Distinctive: the speed of the vessel is increased to maximum, after which it is rotated 180 ^o and continue to move in the opposite direction with a resonant speed.

 It is known (3. Voitkunsky Y.I. Resistance to ship traffic. L .: Shipbuilding. - 1988.- 288 p.) That the intensity of wave formation from a running vessel (amplitude of excited waves) is determined by the redistribution of hydrodynamic pressures arising on its hull . So, with increasing speed, the pressure difference in the bow and stern increases, which at a certain value of the speed, the wave component of the resistance reaches its maximum value. In this case, the greatest increase in wave resistance occurs in shallow water and in the presence of a counter current. Since the laws of wave formation on the surfaces of the "water - air" and "water - ice sheet - air" interfaces, i.e. at the interfaces between the media, the densities are identical (see Kheisin D.E. Dynamics of the ice cover. - L.: Gidrometeoizdat. - 1967. - 277 p.), then the movement of the submarine near the ice cover has an analogy with the movement of a changing vessel in shallow water, which confirms the analysis of studies [1]. Obviously, the qualitative picture will not change if there is a current under the ice, i.e. its presence will contribute to an increase in wave resistance (an increase in the amplitude of IGW) during the oncoming movement of the submarine.

 The method is as follows.

Under the ice cover at a given depth, a submarine begins to move at a speed of V _p to excite resonant IGWs. If the amplitude of these waves is insufficient to destroy the ice cover, then the speed of the vessel due to the maximum use of its power is increased to the highest value. Behind the hull in this case, the associated flow of the highest intensity is formed [3], i.e. under the ice there is a kind of icy current in the direction of movement of the vessel. Due to the inertia forces and low viscosity of the water, the extent of the under-ice flow in the longitudinal direction remains significant. After the stream of water (current) formed in this way under the ice, the vessel is turned 180 ^° and begins to move it in the opposite direction towards the formed stream with a resonant speed. The presence of an oncoming flow will lead to a redistribution of hydrodynamic pressures along the length of the hull and a corresponding increase in the amplitude of the IGW. An increase in the IGW amplitude will cause an increase in the curvature of the wave profile, i.e. increase in their ice-breaking ability.
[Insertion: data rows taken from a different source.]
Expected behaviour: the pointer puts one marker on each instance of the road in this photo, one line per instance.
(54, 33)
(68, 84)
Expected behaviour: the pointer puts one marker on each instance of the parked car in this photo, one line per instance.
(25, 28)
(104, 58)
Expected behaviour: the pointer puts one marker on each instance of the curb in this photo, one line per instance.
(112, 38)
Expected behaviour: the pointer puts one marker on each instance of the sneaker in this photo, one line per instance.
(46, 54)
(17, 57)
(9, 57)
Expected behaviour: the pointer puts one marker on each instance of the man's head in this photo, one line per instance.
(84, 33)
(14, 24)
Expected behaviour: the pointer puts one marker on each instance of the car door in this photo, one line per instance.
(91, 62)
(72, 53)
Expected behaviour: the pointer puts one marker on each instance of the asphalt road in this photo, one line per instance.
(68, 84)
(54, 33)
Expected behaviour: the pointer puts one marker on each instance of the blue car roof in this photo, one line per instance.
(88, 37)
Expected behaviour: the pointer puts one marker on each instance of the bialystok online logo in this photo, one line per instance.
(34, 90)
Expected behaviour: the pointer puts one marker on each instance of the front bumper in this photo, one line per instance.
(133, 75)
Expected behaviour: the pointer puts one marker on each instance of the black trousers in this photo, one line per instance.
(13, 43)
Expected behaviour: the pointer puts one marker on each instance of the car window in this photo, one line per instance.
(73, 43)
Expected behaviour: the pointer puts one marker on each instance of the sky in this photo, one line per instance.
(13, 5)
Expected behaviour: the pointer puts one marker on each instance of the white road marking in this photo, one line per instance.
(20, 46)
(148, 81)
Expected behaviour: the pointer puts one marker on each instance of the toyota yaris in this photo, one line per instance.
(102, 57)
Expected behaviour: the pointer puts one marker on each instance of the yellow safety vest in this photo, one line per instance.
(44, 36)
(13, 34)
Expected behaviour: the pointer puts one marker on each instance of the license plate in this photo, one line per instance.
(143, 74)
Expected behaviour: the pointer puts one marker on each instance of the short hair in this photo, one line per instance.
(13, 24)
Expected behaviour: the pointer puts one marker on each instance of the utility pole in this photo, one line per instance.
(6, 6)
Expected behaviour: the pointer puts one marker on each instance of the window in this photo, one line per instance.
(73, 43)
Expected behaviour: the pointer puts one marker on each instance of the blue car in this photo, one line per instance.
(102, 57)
 The invention is illustrated by a drawing showing a diagram of its implementation.

Under the ice sheet 1 at a given depth H, the submarine 2 begins to move at a speed of V _p to excite resonant IGW 3. If the amplitude of these waves is insufficient to destroy the ice sheet 1, then the speed of the vessel 2 is increased to V _max . A passing stream 4 is formed behind the hull of the vessel, i.e., a peculiar under-ice flow 4 'arises under the ice. Then the vessel is rotated 180 ^o and begin to move it in the opposite direction (position 5) with a speed of V _p . The presence of oncoming flow 4 'will lead to an increase in the amplitude of the IGW, the profile of which is shown at 6.

Claims (1)

The method of destruction of the ice cover by an underwater vessel, which consists in the excitation of flexural-gravitational waves in ice when the vessel moves at a resonant speed, characterized in that the speed of the vessel is increased to maximum, after which it is turned around 180 ^o and continued to move in the opposite direction at a resonant speed.